Nel mio ultimo blog ho raccontato la storia della mia amica Elena, da poco suicidatasi perché la vita le appariva piena.
Subito dopo ho ricevuto una sua lettera, inviatami due-tre giorni prima dell’atto finale.
Non chiede scusa, non spiega alcunché. Mi saluta e dice unicamente che c’è chi non ce la fa più perché solo, disperato, privo di affetto o di una motivazione a vivere. E poi c’è chi – come lei – esce silenziosa dall’esistenza poiché sente di “aver riempito il bicchiere sino all’orlo”: “nel mio non ci sta più nulla, aggiungendo altra acqua non ne berrei di più, bagnerei solo il tavolo o il pavimento”.
Dice che capirò.

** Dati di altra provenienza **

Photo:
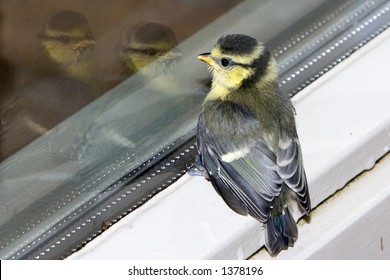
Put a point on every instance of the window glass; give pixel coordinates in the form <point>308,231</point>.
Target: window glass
<point>93,90</point>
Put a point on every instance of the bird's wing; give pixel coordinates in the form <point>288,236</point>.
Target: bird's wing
<point>248,174</point>
<point>243,172</point>
<point>290,168</point>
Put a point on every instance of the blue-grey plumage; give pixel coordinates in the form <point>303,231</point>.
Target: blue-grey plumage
<point>247,139</point>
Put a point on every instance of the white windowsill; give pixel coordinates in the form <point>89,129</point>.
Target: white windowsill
<point>343,122</point>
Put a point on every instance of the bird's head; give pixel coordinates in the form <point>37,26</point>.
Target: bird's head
<point>239,61</point>
<point>66,37</point>
<point>150,43</point>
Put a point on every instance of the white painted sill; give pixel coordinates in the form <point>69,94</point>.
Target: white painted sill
<point>343,122</point>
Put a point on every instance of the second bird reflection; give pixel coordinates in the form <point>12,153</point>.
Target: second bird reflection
<point>151,50</point>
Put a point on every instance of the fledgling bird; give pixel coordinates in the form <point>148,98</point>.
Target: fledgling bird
<point>68,46</point>
<point>151,50</point>
<point>247,139</point>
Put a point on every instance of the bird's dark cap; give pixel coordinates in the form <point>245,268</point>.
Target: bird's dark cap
<point>152,33</point>
<point>237,44</point>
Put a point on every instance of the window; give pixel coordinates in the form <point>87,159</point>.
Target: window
<point>71,167</point>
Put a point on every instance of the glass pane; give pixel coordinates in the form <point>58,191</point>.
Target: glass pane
<point>92,91</point>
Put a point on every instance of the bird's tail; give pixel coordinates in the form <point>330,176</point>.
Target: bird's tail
<point>281,232</point>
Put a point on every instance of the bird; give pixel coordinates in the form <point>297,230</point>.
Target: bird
<point>151,49</point>
<point>248,146</point>
<point>67,45</point>
<point>60,82</point>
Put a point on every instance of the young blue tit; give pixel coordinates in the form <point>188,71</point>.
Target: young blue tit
<point>150,42</point>
<point>67,43</point>
<point>247,139</point>
<point>151,50</point>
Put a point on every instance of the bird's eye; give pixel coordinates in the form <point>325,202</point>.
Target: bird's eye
<point>64,39</point>
<point>225,62</point>
<point>151,52</point>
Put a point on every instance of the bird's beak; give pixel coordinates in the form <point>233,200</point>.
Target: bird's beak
<point>173,53</point>
<point>83,44</point>
<point>206,57</point>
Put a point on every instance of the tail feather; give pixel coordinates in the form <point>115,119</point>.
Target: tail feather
<point>281,232</point>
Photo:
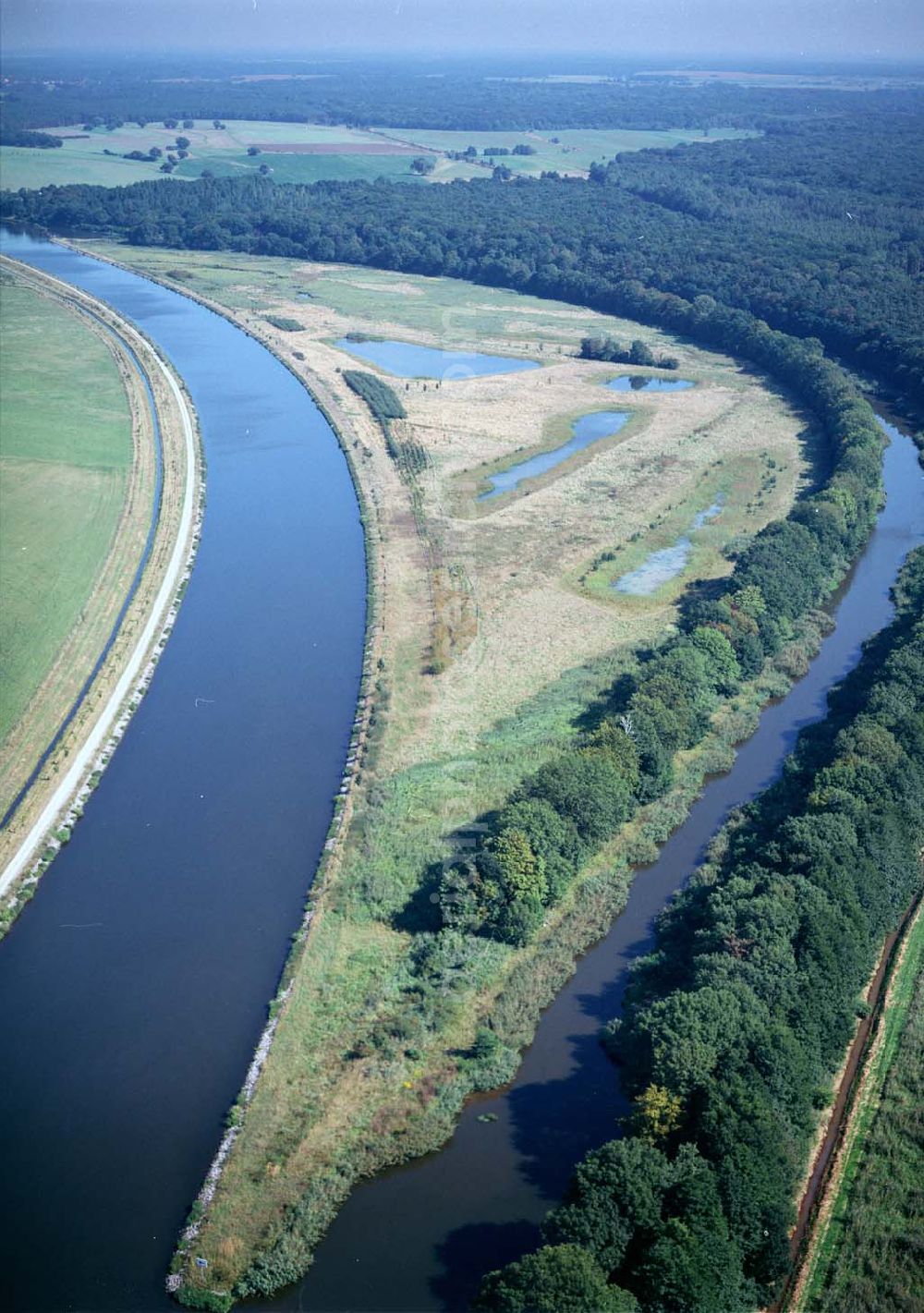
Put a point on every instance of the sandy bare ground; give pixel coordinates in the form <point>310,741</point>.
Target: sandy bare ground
<point>50,798</point>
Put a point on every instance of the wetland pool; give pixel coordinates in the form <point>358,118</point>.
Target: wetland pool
<point>587,430</point>
<point>408,360</point>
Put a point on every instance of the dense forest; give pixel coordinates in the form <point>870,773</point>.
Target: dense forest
<point>733,1027</point>
<point>539,842</point>
<point>776,249</point>
<point>400,96</point>
<point>815,230</point>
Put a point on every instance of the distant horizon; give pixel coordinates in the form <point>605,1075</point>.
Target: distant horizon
<point>579,63</point>
<point>688,30</point>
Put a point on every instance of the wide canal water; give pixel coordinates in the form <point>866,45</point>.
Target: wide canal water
<point>134,985</point>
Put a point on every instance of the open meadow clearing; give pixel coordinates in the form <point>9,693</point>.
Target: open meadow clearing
<point>568,150</point>
<point>69,505</point>
<point>310,152</point>
<point>292,152</point>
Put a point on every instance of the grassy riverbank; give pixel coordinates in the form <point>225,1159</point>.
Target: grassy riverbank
<point>78,485</point>
<point>868,1222</point>
<point>54,801</point>
<point>383,1061</point>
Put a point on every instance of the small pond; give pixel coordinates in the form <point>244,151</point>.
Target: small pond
<point>408,360</point>
<point>664,565</point>
<point>587,430</point>
<point>642,383</point>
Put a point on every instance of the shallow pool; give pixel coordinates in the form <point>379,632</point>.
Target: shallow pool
<point>642,383</point>
<point>667,564</point>
<point>408,360</point>
<point>589,428</point>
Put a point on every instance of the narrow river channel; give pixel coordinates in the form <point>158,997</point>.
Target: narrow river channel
<point>133,988</point>
<point>421,1235</point>
<point>134,985</point>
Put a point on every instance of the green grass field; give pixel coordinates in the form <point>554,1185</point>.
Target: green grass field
<point>568,150</point>
<point>869,1250</point>
<point>65,460</point>
<point>224,152</point>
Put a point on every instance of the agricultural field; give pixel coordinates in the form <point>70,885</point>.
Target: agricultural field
<point>308,152</point>
<point>862,1254</point>
<point>67,474</point>
<point>527,564</point>
<point>293,152</point>
<point>490,648</point>
<point>567,152</point>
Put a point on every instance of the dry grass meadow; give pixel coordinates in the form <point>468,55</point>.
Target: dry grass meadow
<point>495,627</point>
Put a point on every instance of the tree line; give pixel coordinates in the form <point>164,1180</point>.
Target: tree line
<point>814,230</point>
<point>394,95</point>
<point>533,847</point>
<point>734,1026</point>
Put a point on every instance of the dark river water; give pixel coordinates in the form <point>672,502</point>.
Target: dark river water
<point>134,985</point>
<point>421,1235</point>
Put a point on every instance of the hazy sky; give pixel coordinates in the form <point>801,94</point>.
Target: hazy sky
<point>833,29</point>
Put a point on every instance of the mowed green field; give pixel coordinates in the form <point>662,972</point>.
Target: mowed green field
<point>65,460</point>
<point>567,152</point>
<point>224,152</point>
<point>319,152</point>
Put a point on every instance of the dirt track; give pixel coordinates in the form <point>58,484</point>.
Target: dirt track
<point>97,732</point>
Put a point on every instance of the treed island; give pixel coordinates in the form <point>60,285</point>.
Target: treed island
<point>571,630</point>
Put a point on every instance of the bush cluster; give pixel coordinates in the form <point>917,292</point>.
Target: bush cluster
<point>734,1026</point>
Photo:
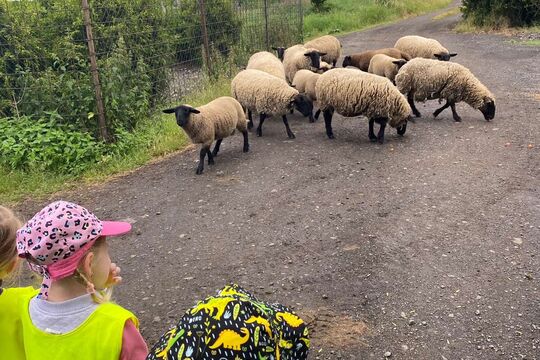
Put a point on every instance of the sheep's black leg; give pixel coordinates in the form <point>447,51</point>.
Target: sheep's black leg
<point>202,154</point>
<point>410,99</point>
<point>261,121</point>
<point>401,129</point>
<point>457,118</point>
<point>380,135</point>
<point>216,147</point>
<point>289,132</point>
<point>250,122</point>
<point>246,142</point>
<point>317,114</point>
<point>210,157</point>
<point>328,122</point>
<point>371,133</point>
<point>439,110</point>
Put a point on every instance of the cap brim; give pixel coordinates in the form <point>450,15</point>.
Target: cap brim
<point>115,228</point>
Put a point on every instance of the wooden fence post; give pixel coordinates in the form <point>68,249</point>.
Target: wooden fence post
<point>202,10</point>
<point>94,71</point>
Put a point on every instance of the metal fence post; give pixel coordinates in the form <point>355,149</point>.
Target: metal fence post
<point>202,10</point>
<point>267,41</point>
<point>94,71</point>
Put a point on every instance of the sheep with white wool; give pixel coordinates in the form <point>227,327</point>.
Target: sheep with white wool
<point>426,79</point>
<point>384,65</point>
<point>299,57</point>
<point>328,44</point>
<point>352,93</point>
<point>268,95</point>
<point>214,121</point>
<point>267,62</point>
<point>419,46</point>
<point>362,60</point>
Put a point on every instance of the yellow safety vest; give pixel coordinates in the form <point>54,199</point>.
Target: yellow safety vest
<point>99,337</point>
<point>11,345</point>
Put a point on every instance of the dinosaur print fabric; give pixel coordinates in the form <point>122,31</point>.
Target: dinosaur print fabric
<point>234,325</point>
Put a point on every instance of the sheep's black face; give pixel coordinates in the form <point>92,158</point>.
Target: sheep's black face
<point>488,109</point>
<point>444,57</point>
<point>280,51</point>
<point>315,58</point>
<point>182,113</point>
<point>303,104</point>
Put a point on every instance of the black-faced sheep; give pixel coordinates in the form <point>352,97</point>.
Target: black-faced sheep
<point>267,95</point>
<point>361,60</point>
<point>384,65</point>
<point>214,121</point>
<point>352,93</point>
<point>418,46</point>
<point>426,79</point>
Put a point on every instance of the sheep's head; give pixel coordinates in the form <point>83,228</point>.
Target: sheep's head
<point>280,51</point>
<point>444,56</point>
<point>302,103</point>
<point>315,58</point>
<point>182,114</point>
<point>347,61</point>
<point>399,63</point>
<point>488,108</point>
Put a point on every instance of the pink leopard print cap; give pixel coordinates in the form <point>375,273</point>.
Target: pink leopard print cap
<point>56,238</point>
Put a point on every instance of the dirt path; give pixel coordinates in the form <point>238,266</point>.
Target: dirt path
<point>426,247</point>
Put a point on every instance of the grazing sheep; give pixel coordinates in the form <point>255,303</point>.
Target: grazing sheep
<point>418,46</point>
<point>352,93</point>
<point>329,45</point>
<point>426,79</point>
<point>267,62</point>
<point>304,81</point>
<point>214,121</point>
<point>361,60</point>
<point>267,95</point>
<point>384,65</point>
<point>299,57</point>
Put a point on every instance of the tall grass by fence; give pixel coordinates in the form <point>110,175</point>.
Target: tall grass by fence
<point>147,52</point>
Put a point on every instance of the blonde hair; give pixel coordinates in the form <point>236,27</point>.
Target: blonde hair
<point>9,224</point>
<point>99,296</point>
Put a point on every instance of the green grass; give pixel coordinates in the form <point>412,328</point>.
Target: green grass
<point>159,135</point>
<point>352,15</point>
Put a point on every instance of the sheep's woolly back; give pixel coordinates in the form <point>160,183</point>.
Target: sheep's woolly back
<point>382,65</point>
<point>328,44</point>
<point>267,62</point>
<point>304,81</point>
<point>217,120</point>
<point>432,79</point>
<point>294,60</point>
<point>262,93</point>
<point>352,93</point>
<point>418,46</point>
<point>363,59</point>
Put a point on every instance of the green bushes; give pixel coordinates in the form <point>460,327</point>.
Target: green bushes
<point>502,13</point>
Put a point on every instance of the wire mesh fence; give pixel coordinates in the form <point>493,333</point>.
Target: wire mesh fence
<point>146,52</point>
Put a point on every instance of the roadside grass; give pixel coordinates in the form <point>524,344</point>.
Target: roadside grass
<point>157,137</point>
<point>353,15</point>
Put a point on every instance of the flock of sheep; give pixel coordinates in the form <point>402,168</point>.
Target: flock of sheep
<point>382,86</point>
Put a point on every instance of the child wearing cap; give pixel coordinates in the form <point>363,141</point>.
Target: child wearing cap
<point>72,316</point>
<point>10,299</point>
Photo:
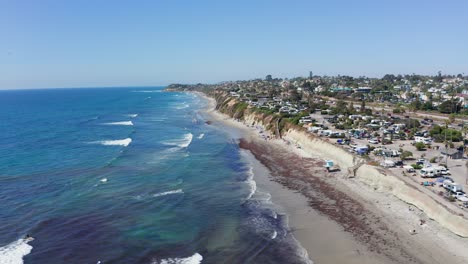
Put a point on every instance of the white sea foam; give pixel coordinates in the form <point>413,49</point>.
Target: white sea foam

Mi chiedo se sono in grado di farlo.
Se avessi potuto parlarle prima, credo che avrei contrastato la metafora del bicchiere: la vita non riempie mai un contenitore rigido ma lo allarga a piacimento, dato che non ha un limite, si può sempre estendere con nuove esperienze, nuovi progetti, nuovi amori, nuovi sogni.
Elena – suppongo – mi avrebbe risposto che no, si può decidere di darsi la morte per sazietà, per un bilancio positivo ma finito, per (troppa?) pienezza.
La ricordo viva, vitale, vivace. E continuo a discutere con lei, come se fosse qui. Non mi ha convinto, non mi convince, ma rispetto la sua scelta. E con ciò – credo – ne onoro la memoria.